Hypocapnia is known to affect patients with acute stroke and plays a key role in governing cerebral autoregulation. However, the impact of hypocapnia on brain tissue pulsations (BTPs) is relatively unexplored. As BTPs are hypothesised to result from cerebrovascular resistance to the inflow of pulsatile arterial blood, it has also been hypothesised that cerebral autoregulation changes mediated by hypocapnia will alter BTP amplitude. This healthy volunteer study reports measurements of BTPs obtained using transcranial tissue Doppler (TCTD). Thirty participants underwent hyperventilation to induce mild hypocapnia. BTP amplitude, EtCO₂, blood pressure, and heart rate were then analysed to explore the impact of hypocapnia on BTP amplitude. Significant changes in BTP amplitude were noted during recovery from hypocapnia, but not during the hyperventilation manoeuvre itself. However, a significant increase in heart rate and pulse pressure and decrease in mean arterial pressure were also observed to accompany hypocapnia, which may have confounded our findings. Whilst further investigation is required, the results of this study provide a starting point for better understanding of the effects of carbon dioxide levels on BTPs. Further research in this area is needed to identify the major physiological drivers of BTPs and quantify their interactions with other aspects of cerebral haemodynamics.

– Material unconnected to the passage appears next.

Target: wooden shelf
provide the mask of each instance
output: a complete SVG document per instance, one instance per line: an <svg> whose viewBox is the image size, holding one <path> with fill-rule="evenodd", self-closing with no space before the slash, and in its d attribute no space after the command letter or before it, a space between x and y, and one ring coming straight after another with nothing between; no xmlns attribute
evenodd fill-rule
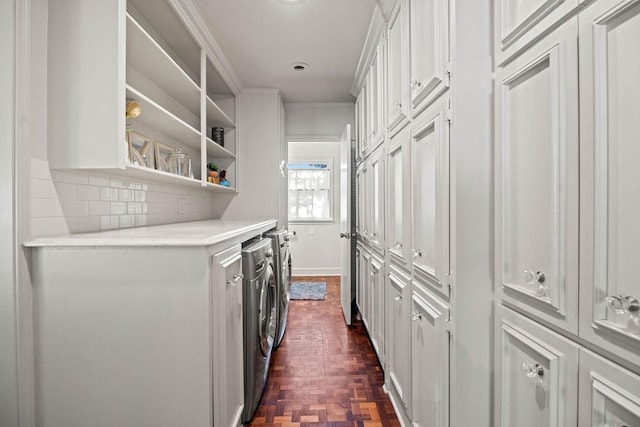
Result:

Keywords: BTP; brain tissue pulsations; cerebral autoregulation; hypocapnia.

Figure 1

A schematic diagram of the experimental set-up.

Figure 2

Time series for each variable are shown for an entire recording in which a 26-year-old male performs the hyperventilation manoeuvre. A reduction in EtCO₂ and an increase in heart rate (HR) can be observed during the hyperventilation period, changes in pulse pressure (PP) appear to mirror changes in mean arterial pressure (MAP), and Bulk brain tissue pulsations (BTP) Amplitude shows similar trends for both left and right hemispheres. There appears to be a decrease in Bulk BTP Amplitude and variability during the recovery phase compared to the hyperventilation phase. The brackets on the x-axis indicate the 30 s time intervals used in statistical analysis for this recording. All 30 s intervals were chosen to be close to the end of each phase, while also avoiding the inclusion of artefacts.

Figure 3

Summary of changes observed between baseline, hyperventilation, and recovery in 30 volunteers. Bulk BTP amplitude is expressed as median and IQR values, with all other variables described by their mean and standard deviation. Estimated differences between baseline and hyperventilation, and between hyperventilation and recovery, are labelled in the figure. Paired t-tests * and Wilcoxon signed-rank test ** were carried out to determine whether changes were statistically significant at a p-value of p = 0.05. For 95% For confidence limits, please see the values reported in the text. (Note that adjustment for multiple comparisons using a Bonferroni correction suggests an adjusted p-value of p = 0.004 as a more conservative threshold for significance.).

Figure 4

Summary of changes in variables between baseline, hyperventilation, and recovery for each participant. Graphs for Left and Right Bulk BTP Amplitude show the mean beat-to-beat value calculated over a 30 s interval, with the standard deviation (SD) indicated by error bars. Graphs for the remaining variables (EtCO₂, PP, MAP, and HR) show the median beat-to-beat value with the IQR indicated by error bars.